Survey: CEOs less confident about economy

Business executives are less upbeat in their assessments of current conditions as well as their expectations for the near future, according to the latest results of a quarterly survey.

The Conference Board reported that its Measure of CEO Confidence fell five points to 47 for the third quarter. A reading below 50 indicates more negative than positive responses.

“This latest report reflects ongoing concern about the strength of the economy,” said Lynn Franco, director of economic indicators for the Conference Board, a business research and membership group.

“CEOs’ assessment of current conditions remains weak, and they have grown increasingly pessimistic about the short-term outlook. Sluggish growth and a persistent cloud of uncertainty have played a role in CEOs curtailing spending plans this year,” Franco added.

The Conference Board bases it Measure of CEO Confidence on the results of quarterly surveys of executives in a variety of industries. Third quarter survey responses were fielded from mid-August to mid-September.

For the third quarter, 9 percent of chief executive officers responding to the survey said economic conditions have improved over the last six months, down eight points from the second quarter.

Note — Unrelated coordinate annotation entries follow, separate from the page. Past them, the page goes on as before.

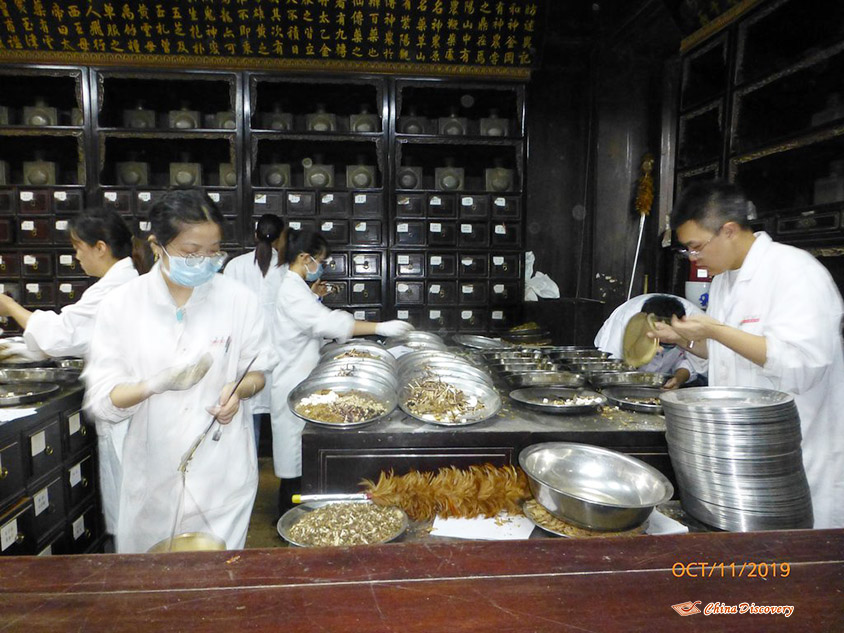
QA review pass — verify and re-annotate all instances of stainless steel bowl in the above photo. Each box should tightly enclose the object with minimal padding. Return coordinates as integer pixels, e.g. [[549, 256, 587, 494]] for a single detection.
[[519, 442, 674, 531], [287, 376, 397, 429]]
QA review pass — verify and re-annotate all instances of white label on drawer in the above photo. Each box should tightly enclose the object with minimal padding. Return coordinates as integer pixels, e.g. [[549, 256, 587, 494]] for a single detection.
[[70, 462, 82, 488], [73, 514, 85, 541], [29, 431, 47, 457], [32, 488, 50, 516], [0, 519, 18, 551], [67, 411, 82, 435]]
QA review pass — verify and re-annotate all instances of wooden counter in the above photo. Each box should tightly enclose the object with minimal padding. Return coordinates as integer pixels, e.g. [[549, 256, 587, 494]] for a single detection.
[[0, 530, 844, 633]]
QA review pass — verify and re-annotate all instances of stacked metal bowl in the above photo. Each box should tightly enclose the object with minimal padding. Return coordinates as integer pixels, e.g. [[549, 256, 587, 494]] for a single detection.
[[662, 387, 813, 532]]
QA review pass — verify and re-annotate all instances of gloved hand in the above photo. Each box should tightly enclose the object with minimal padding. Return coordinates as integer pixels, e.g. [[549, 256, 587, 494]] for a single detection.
[[375, 319, 413, 336], [146, 352, 214, 394], [0, 339, 49, 361]]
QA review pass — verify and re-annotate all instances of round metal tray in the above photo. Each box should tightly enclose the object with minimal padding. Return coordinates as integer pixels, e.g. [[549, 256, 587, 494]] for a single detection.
[[0, 382, 59, 407], [287, 376, 396, 429], [510, 387, 607, 414], [602, 386, 665, 413], [399, 378, 501, 426], [276, 500, 410, 547]]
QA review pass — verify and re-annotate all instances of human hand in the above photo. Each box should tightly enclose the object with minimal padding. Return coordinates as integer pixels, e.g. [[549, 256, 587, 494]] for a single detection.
[[205, 382, 240, 424], [146, 352, 214, 394], [375, 319, 413, 337], [0, 339, 49, 362]]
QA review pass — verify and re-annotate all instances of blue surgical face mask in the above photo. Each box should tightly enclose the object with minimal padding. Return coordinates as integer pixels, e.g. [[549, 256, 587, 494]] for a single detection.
[[305, 257, 323, 283], [162, 248, 226, 288]]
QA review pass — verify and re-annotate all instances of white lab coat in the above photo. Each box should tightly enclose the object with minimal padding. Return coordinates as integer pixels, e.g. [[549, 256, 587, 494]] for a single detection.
[[595, 293, 707, 380], [223, 249, 287, 413], [23, 257, 138, 534], [83, 265, 273, 553], [272, 270, 355, 479], [708, 232, 844, 528]]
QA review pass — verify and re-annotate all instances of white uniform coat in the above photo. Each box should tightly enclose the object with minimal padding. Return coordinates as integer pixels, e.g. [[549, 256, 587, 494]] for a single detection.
[[595, 293, 707, 380], [708, 232, 844, 528], [223, 249, 287, 413], [23, 257, 138, 534], [83, 265, 272, 553], [272, 270, 355, 479]]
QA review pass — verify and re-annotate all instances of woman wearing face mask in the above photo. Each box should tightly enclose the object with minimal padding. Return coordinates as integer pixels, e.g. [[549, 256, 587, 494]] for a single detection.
[[0, 209, 147, 534], [223, 213, 287, 448], [272, 230, 413, 514], [83, 190, 272, 553]]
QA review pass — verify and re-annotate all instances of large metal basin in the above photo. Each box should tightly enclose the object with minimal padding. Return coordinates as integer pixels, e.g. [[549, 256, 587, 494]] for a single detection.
[[519, 442, 674, 531]]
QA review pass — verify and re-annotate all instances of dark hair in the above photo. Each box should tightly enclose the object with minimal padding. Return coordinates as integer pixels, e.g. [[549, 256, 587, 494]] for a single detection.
[[149, 189, 225, 246], [671, 180, 756, 233], [255, 213, 284, 277], [70, 209, 149, 274], [284, 229, 330, 264], [642, 295, 686, 319]]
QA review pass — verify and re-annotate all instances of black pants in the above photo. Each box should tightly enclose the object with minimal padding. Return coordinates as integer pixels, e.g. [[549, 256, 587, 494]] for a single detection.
[[278, 477, 302, 516]]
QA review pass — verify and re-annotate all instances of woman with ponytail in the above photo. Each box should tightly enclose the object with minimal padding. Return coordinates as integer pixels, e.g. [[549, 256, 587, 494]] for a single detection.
[[223, 213, 287, 448]]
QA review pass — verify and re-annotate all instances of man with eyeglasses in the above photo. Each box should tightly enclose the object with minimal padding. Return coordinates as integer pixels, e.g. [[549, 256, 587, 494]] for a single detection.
[[657, 182, 844, 528]]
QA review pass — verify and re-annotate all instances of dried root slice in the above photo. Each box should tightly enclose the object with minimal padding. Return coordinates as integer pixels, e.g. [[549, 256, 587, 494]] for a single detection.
[[361, 464, 531, 521]]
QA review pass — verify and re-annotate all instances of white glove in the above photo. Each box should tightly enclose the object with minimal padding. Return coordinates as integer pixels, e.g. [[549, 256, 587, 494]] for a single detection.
[[0, 340, 50, 361], [375, 319, 413, 337], [146, 352, 214, 393]]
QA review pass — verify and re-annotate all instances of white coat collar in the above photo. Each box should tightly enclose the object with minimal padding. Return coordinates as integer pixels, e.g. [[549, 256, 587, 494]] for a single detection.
[[734, 231, 774, 283]]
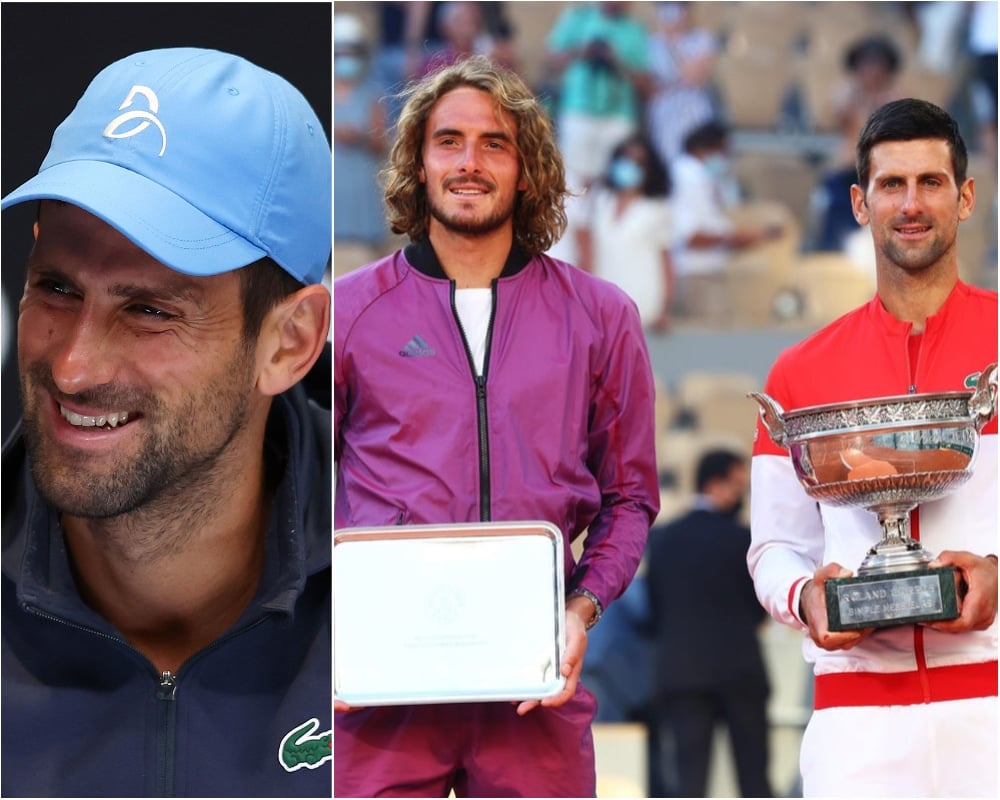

In assessing their own industries, 14 percent of CEOs said conditions had improved, also down eight points from the previous quarter.

Looking ahead six months, 12 percent of executives said they expect economic conditions to improve, another eight-point drop from the second quarter.

CEOS were similarly less upbeat in their expectations for their own industries — 15 percent said they anticipate improving conditions, down 10 points.

Business executives also were asked about their capital spending plans.

Less than 10 percent of CEOs said they’ve increased capital spending plans since the beginning of the year. Last year at this time, 22 percent of executives reported increasing capital spending plans, while 23 percent made cuts.

The executives cited declining sales volume as the major reason for scaling back capital spending plans.